If you Copy and paste the above SQL String into a MS-Access Query and change into Datasheet View it will display the data correctly. No errors will be displayed except some Column headings may appear as Expr3, Expr4 and so on, if you have changed the Query into Design View first and then switched into Datasheet View.

 

This is the time to learn the usage of two more Properties of MS-Access Query.

 

  1. Copy the above SQL String into a new MS-Access Query SQL window.
  2.  

  3. Select View – -> Datasheet View to display Records from the Categories Table from Northwind.mdb database.
  4.  

  5. Select View – -> Design View to change the Query into Design View.
  6.  

  7. The Table Object is already visible on the Query Design surface, but the Field Names are absent. Click on the Title area of the Table to select it.
  8.  

  9. Display the Property Sheet (View – -> Properties. The Alias and Source Properties of the Query are displayed.
  10.  

  11. The Table Name Categories is loaded in the Alias Property and the Path Name of the NorthWind database is appearing in the Source Property without the .mdb extension.
  12.  

  13. Change the Table Name appearing in the Alias Property into something different, say myCategories.
  14.  

  15. Add .mdb extension at the end of Path name string in the Source Property.
  16.  

The Table Name is now appearing as myCategories on the Title of the Table. If you change the Query into SQL View you can see that at the end of the SQL String the reference to the Table name .Categories Categories (appeared twice earlier) has now changed to .Categories As myCategories.

 

We must qualify each data field with the Table Name myCategories due to the Alias Name change. Change the SQL String as shows below qualifying each Field with the Alias Name. Enclose the Database Path Name in Square Brackets ([]) in place of single quotes.

 

SELECT [myCategories].[CategoryID],
 [myCategories].[CategoryName],
 [myCategories].Description,
 [myCategories].Picture
FROM [d:\Program Files\Microsoft Office\Office\samples\Northwind.mdb].Categories AS myCategories;

 

The manual change is necessary because we are referencing an external data source and no way MS-Access can guess the name.

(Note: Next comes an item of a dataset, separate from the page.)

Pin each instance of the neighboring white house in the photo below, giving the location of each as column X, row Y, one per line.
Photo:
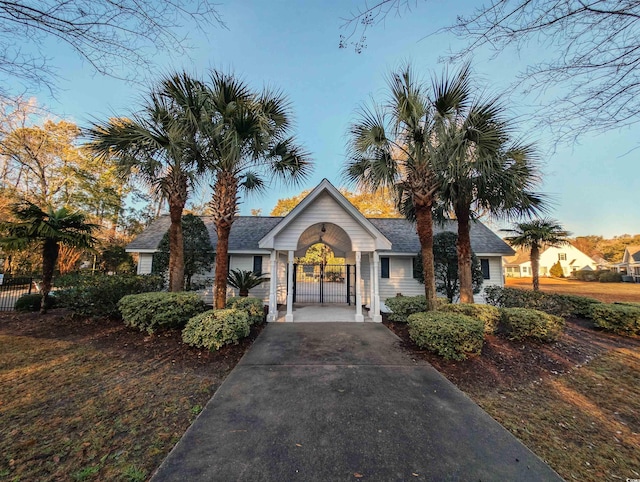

If we are using a Table from within the Database or a linked Table then the Alias Name change will automatically take effect on all the fields. You may try this experiment with one of your own Table from within the Database or with a linked Table.

 

Note: The Source Database and Source Connect Str Property Values are taken into the Query Syntax with an IN Clause to identify the external Application.

 

Alias Property is initially set with the Table Name and accepts changes to the Table Name through this Property.

 

Source Property accepts the external Database reference, either direct Path Name or an ODBC Connection String and the SQL Syntax is different in the FROM Clause of the Query definition.